We clustered three-dimensional protein expression patterns in order to identify developmental domains characterized by distinct patterns of protein expression. For each protein with imaging data, we first found the average protein expression at each voxel across all images for the protein in both the renal vesicle and S-shaped body image sets. We then normalized across all voxels so that the intensities of each protein had a mean 0 and standard deviation of 1 within both the renal vesicle and the S-shaped body datasets. Selecting the set of 18 or 19 proteins with imaging data for renal vesicle and S-shaped body respectively, we performed k-means clustering on each set of voxels, treating each voxel as an 18 or 19 -dimensional point in genomic space. We use the k-means implementation in the stats R package for clustering, and tested values of k ranging from 2 to 20. We then visualized the resulting spatial patterns using Fiji, manually removing patterns that corresponded to background noise.
On the 3D anatomy tab of the webserver, the 8 spatial domains in the S-shaped body are interactively visualized in 3D together with the underlying registered expression patterns of the 19 individual proteins.
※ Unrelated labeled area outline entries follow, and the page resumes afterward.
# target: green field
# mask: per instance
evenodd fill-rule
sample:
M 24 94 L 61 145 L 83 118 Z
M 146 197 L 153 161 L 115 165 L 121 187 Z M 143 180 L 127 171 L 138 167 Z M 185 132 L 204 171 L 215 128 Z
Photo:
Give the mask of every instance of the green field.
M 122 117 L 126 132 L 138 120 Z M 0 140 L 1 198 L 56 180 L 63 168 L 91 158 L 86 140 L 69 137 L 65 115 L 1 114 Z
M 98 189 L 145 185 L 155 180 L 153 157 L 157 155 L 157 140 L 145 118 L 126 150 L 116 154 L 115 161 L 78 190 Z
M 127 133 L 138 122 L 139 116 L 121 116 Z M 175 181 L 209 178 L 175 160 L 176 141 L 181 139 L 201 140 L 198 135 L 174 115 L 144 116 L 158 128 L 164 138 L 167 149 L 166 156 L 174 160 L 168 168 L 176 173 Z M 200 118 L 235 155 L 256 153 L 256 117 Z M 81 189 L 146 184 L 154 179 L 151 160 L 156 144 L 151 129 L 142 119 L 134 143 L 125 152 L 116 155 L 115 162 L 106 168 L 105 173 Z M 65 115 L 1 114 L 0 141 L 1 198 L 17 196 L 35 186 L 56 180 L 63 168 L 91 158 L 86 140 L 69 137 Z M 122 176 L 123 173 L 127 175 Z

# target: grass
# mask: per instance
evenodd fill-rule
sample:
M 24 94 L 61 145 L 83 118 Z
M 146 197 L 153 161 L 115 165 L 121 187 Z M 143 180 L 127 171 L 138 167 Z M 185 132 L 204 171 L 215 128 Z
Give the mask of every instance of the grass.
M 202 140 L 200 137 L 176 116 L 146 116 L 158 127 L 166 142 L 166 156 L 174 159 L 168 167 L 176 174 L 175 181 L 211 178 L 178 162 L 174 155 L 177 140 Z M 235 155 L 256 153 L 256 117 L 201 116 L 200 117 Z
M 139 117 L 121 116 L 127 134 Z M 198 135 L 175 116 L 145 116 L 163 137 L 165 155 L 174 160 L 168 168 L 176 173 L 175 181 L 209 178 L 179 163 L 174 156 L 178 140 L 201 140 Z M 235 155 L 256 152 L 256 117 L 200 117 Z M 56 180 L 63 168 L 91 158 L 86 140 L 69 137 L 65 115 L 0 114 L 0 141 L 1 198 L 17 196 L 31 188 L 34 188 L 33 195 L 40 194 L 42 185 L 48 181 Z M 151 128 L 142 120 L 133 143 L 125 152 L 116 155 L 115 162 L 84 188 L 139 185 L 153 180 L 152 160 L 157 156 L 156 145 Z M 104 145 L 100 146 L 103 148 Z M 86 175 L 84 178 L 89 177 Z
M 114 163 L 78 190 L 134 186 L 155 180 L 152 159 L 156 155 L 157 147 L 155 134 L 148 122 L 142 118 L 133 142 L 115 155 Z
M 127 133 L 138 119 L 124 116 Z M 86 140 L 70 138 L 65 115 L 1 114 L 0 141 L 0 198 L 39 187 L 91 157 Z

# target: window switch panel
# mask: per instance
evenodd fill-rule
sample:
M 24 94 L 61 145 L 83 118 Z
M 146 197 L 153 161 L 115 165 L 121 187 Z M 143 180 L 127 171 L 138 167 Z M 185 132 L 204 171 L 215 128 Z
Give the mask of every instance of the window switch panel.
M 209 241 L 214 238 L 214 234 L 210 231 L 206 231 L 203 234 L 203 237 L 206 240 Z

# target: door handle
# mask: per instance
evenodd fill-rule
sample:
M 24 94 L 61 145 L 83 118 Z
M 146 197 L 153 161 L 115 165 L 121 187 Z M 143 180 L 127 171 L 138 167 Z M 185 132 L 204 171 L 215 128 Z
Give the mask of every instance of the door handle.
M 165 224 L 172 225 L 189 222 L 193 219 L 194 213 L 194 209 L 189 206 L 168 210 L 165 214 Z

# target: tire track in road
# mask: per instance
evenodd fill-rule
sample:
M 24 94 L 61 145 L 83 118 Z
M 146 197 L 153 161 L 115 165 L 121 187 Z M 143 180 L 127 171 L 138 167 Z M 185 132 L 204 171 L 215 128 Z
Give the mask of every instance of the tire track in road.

Renal vesicle protein domains can be viewed in the manuscript (Figure 4).
To map developmental kidney cells to spatial domains, we imputed single-cell gene expression for the 19 proteins using the SAVER algorithm (Huang et al., 2018). For each gene, we normalized its expression across the single-cell data. We selected 14 highly variable genes by evaluating the expression variation across the SSB clusters. Given 8 identified protein patterns (corresponding to the spatial domains) and adding a background pattern with zero expression of all proteins, we computed the Euclidean distance between the gene expression vector of the 14 genes for each cell and the corresponding protein expression vector of each pattern center, and finally assigned each cell to the closest pattern center.